Fachmarktzentren wurden hingegen mit einem Transaktionsvolumen von 409 Millionen Euro deutlich aktiver gehandelt: Sie machten 21 Prozent des gesamten Transaktionsvolumens am Investmentmarkt für Handelsimmobilien aus. Noch stärker war der Markt im ersten Quartal 2017 von Fachmarktzentren getrieben: Damals waren die Investitionen um 181 Prozent auf 711 Millionen Euro gestiegen.

"Investoren ziehen mittlerweile ein gut positioniertes Fachmarktzentrum einem traditionellen Shopping-Center in der Großstadt vor", erklärt Jörg Krechky, Director und Head of Retail Investment Germany bei Savills. Nach einem Jahr konstanter Renditen für deutsche Shopping-Center ist der Spitzenwert für Top-Objekte im Jahr 2017 laut JLL um 0,1 Prozentpunkte auf 3,9 Prozent gesunken.

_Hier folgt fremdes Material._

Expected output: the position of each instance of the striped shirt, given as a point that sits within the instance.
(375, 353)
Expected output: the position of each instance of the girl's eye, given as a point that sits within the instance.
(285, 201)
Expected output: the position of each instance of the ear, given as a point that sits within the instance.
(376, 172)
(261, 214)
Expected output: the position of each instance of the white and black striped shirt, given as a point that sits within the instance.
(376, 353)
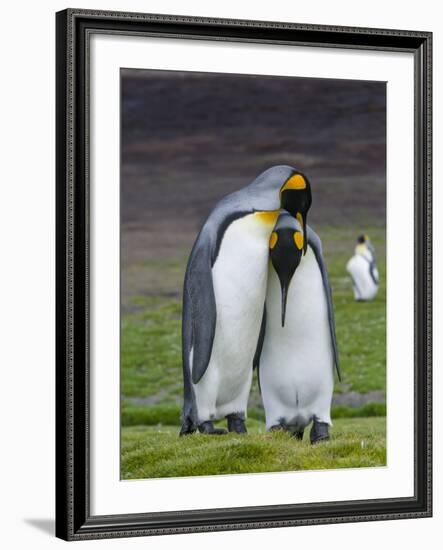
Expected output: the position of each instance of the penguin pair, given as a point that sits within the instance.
(223, 328)
(363, 270)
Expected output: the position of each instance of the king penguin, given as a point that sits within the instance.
(299, 349)
(223, 297)
(363, 270)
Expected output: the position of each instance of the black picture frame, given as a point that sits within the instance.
(73, 518)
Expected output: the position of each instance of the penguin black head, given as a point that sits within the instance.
(296, 198)
(286, 246)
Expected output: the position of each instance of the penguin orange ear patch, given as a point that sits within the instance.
(273, 240)
(298, 239)
(294, 182)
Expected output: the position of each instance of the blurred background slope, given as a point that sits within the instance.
(187, 140)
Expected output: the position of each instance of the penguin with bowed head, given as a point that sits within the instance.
(298, 351)
(223, 297)
(363, 270)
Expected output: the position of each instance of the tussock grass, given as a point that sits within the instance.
(155, 452)
(151, 383)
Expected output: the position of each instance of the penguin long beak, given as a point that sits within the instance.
(303, 222)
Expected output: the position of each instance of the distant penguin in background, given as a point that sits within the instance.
(363, 270)
(298, 350)
(224, 294)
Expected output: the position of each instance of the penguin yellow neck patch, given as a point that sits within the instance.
(268, 216)
(273, 240)
(298, 239)
(294, 182)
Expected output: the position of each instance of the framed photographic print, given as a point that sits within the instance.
(243, 274)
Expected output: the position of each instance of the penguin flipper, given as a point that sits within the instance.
(261, 338)
(315, 243)
(200, 289)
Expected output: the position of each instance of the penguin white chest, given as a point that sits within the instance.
(296, 364)
(365, 286)
(239, 277)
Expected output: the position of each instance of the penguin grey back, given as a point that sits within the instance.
(199, 307)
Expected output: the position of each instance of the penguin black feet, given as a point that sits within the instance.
(188, 427)
(236, 423)
(319, 432)
(208, 428)
(277, 428)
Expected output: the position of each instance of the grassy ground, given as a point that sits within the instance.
(151, 381)
(153, 452)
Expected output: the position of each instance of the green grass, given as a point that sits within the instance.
(151, 333)
(155, 452)
(151, 381)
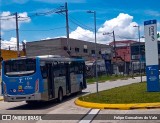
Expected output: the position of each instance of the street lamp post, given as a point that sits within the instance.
(139, 48)
(94, 12)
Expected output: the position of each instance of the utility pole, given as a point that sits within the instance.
(67, 27)
(95, 30)
(139, 50)
(0, 39)
(65, 9)
(17, 35)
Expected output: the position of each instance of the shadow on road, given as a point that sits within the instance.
(45, 105)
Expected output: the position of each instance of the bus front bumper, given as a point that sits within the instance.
(17, 98)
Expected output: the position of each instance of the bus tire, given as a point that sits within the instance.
(60, 95)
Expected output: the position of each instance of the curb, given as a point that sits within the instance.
(117, 106)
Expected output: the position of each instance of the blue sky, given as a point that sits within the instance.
(117, 15)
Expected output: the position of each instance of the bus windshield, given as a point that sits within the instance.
(20, 67)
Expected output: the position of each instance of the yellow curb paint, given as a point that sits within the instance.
(117, 106)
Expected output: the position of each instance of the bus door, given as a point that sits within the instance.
(68, 81)
(51, 93)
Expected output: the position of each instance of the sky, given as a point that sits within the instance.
(38, 20)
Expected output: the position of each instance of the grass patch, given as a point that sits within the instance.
(134, 93)
(107, 78)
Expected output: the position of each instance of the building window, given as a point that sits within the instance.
(92, 51)
(76, 49)
(85, 50)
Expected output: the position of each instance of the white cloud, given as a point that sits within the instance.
(12, 43)
(9, 22)
(122, 26)
(82, 34)
(153, 13)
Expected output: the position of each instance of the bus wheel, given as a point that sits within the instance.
(60, 95)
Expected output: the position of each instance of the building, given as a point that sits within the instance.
(136, 58)
(123, 56)
(9, 54)
(58, 46)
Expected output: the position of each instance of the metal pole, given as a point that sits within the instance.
(0, 38)
(139, 51)
(114, 41)
(95, 51)
(67, 27)
(17, 35)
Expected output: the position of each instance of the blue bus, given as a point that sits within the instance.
(42, 78)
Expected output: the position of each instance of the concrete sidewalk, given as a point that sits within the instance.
(112, 84)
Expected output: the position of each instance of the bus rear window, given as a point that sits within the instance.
(20, 67)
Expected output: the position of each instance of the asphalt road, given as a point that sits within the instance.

Nachfrage nach Fachmarkzentren drückt Renditen

Die merklich gestiegene Nachfrage nach Fachmarktzentren schlägt sich Savills zufolge in den Renditen nieder: Von Januar bis März kam es demnach zu einer Renditekompression von 40 Basispunkten auf aktuell rund 4,2 Prozent. Die Spitzenrenditen für Shopping-Center gaben um 20 Basispunkte nach und liegen aktuell bei vier Prozent. Bei Geschäftshäusern in den Top-7-Märkten Deutschlands (Berlin, Düsseldorf, Frankfurt am Main, Hamburg, Köln, München, Stuttgart) blieben die Spitzenrenditen unverändert bei 3,3 Prozent. Laut Savills wurden Geschäftshäuser am stärksten gehandelt mit einem Volumen von mehr als einer Milliarde Euro.

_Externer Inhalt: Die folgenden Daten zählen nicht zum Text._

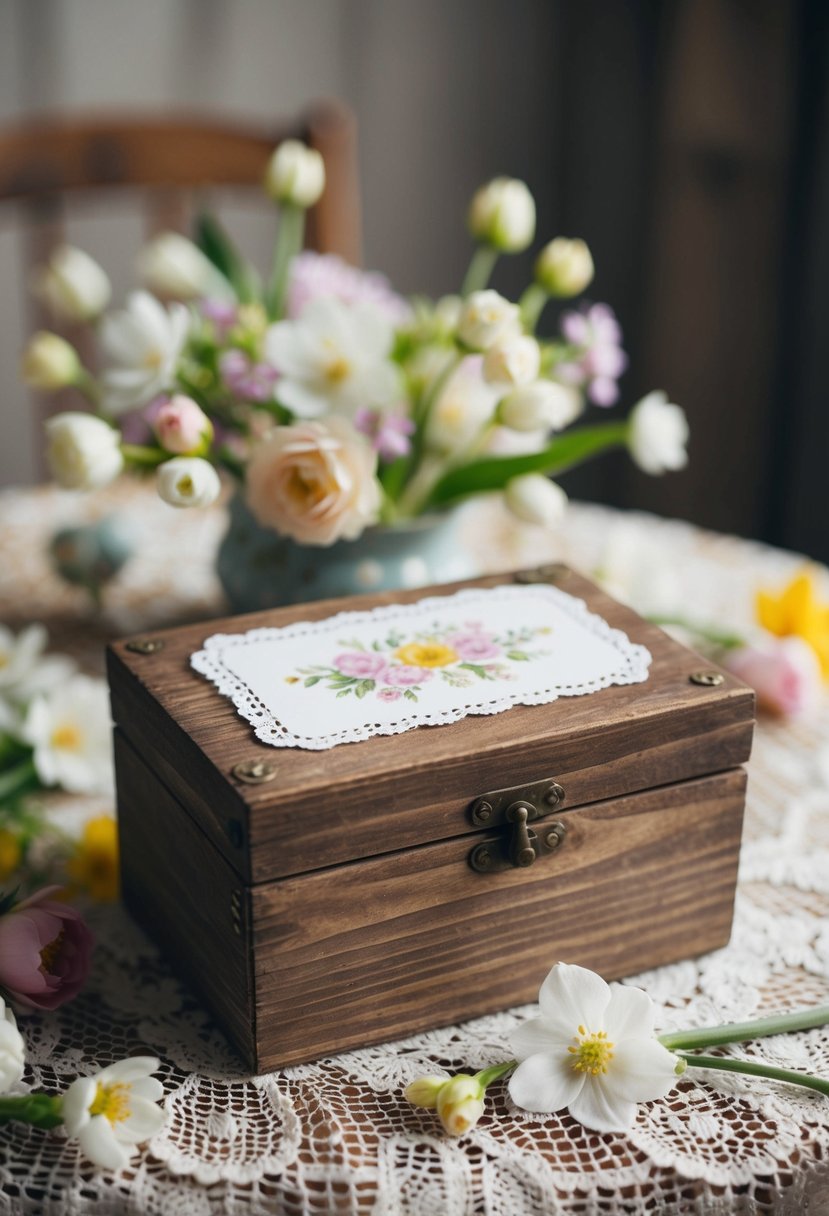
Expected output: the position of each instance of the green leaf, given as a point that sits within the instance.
(494, 472)
(218, 247)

Anteil der A-Städte sinkt  – weiterer Preisanstieg erwartet

Wie die Studie außerdem zeigt, agieren Investoren zunehmend selektiver: Der Anteil der A-Städte am Handelstransaktionsvolumen ist im ersten Quartal 2018 deutlich gesunken. Die Transaktionen in den sieben größten Immobilienmärkten machten nur noch 16 Prozent des Gesamtvolumens aus. Im Vorjahresquartal waren es noch 36 Prozent. Die Anleger haben sich vermehrt in Städten außerhalb der 127 größten Städte umgesehen: Ihr Anteil am Transaktionsvolumen lag bei 33 Prozent, dabei registrierte Savills vor allem in Ostdeutschland eine verstärkte Aktivität.

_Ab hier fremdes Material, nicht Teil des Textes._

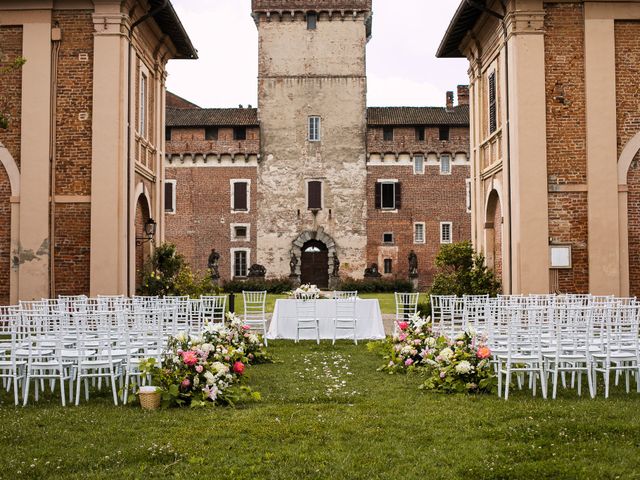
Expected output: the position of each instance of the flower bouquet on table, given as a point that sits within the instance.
(207, 369)
(308, 290)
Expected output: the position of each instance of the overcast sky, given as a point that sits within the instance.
(401, 65)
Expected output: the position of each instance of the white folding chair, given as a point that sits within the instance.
(255, 311)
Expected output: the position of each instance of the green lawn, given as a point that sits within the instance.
(327, 413)
(387, 302)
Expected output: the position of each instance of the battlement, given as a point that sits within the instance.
(311, 5)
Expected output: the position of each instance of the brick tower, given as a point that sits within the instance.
(311, 180)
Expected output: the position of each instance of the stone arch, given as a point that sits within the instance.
(141, 215)
(629, 216)
(319, 235)
(493, 232)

Für den weiteren Jahresverlauf prognostiziert Savills einen weiteren Preisanstieg. "Es ist wahrscheinlich, dass insbesondere Handelsimmobilien mit Lebensmittelanker höhere Volumina erzielen", so Krechky. Savills erwartet zudem, dass sich die Renditen der Fachmarktzentren weiter dem Niveau der Shopping-Center annähern werden. Wie eine Marktanalyse von Comfort zeigt, steigen Höchstmieten für Ladenflächen in 1A-Lagen jedoch kaum noch. Auch für Shopping-Center gibt es kaum noch Mietsteigerungspotenzial, so ein Fazit der Experten von BBE Handelsberatung und IPH Handelsimmobilien.